Tuesday, 21 June 2011

lack of motivation/bad yogini!

So yesterday I rocked up to my Ashtanga Mysore practice late, with only half an hour on the clock. It was dark and cold, and, yes, I believe I slept in. I walked in, tail between my legs, hoping that my teacher would smile sweetly. But she didn’t. Anyway, she is so awesome that after a brief talking-to, she lit some incense, set a place for me and allowed me to do my sun salutations. I told her about the lady that had walked out of my class the other night and she was very insightful and supportive, also when I told her how the woman had said, “I’m sorry, it’s just not yoga,” she burst out with, “What?! She can just piss off then! Nothing is yoga. Yoga is the cessation of the fluctuations of the mind.” Read: Patanaljali Yoga Sutra 1.2. I had to laugh, hysterically. My teacher is really traditional, in the sense that she follows a traditional practice and style of yoga and had never heard of “Dolphin pose” (which I really think is cute) she is also an awesome person and it’s great that she is supportive of me teaching Punk Rock Yoga even though I’m pretty sure the only style of yoga she has practiced is her traditional Ashtanga practice.

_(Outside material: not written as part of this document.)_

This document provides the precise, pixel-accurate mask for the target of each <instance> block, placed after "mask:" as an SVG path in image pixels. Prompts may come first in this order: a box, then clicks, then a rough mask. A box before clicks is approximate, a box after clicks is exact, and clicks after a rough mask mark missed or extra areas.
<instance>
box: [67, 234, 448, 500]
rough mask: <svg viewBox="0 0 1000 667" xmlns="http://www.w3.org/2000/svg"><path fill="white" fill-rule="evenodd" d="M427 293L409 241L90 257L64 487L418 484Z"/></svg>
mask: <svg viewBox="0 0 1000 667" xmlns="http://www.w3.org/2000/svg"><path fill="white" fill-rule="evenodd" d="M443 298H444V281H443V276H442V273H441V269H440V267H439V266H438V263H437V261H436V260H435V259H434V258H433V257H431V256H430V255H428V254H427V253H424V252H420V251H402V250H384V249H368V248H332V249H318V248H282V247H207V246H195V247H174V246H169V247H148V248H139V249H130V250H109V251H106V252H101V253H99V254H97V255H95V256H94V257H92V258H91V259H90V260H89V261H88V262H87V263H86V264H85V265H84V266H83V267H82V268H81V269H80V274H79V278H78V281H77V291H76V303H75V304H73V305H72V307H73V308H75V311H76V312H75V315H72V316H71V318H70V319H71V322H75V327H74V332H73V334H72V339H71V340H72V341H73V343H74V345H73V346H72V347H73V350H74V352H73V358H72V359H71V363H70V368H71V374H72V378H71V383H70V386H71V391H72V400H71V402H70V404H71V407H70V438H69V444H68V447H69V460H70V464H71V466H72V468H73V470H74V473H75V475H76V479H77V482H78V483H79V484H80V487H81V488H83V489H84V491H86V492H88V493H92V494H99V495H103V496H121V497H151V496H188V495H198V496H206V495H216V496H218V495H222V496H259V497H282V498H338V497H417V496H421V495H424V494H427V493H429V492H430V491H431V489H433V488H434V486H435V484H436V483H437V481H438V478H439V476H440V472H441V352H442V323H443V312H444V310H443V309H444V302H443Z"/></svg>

Today I just feel out of sorts though. I want to feel totally inspired and in love with life, but it’s cold and grey and I need some kind of motivational speech. I’m not lazy, I’m just on pause. Soon, I’ll spring into action like some kind of crazy banana on legs. Or something like that. Purposeful action is what I need, as it’s fun to explode in different directions, but I tend to explode and fizzle. I need direction, so hopefully if I commit to a few small things that will make an awesome difference in my life, like my Ashtanga practice, things will really start to crystalise. I can't wait for Spring!!!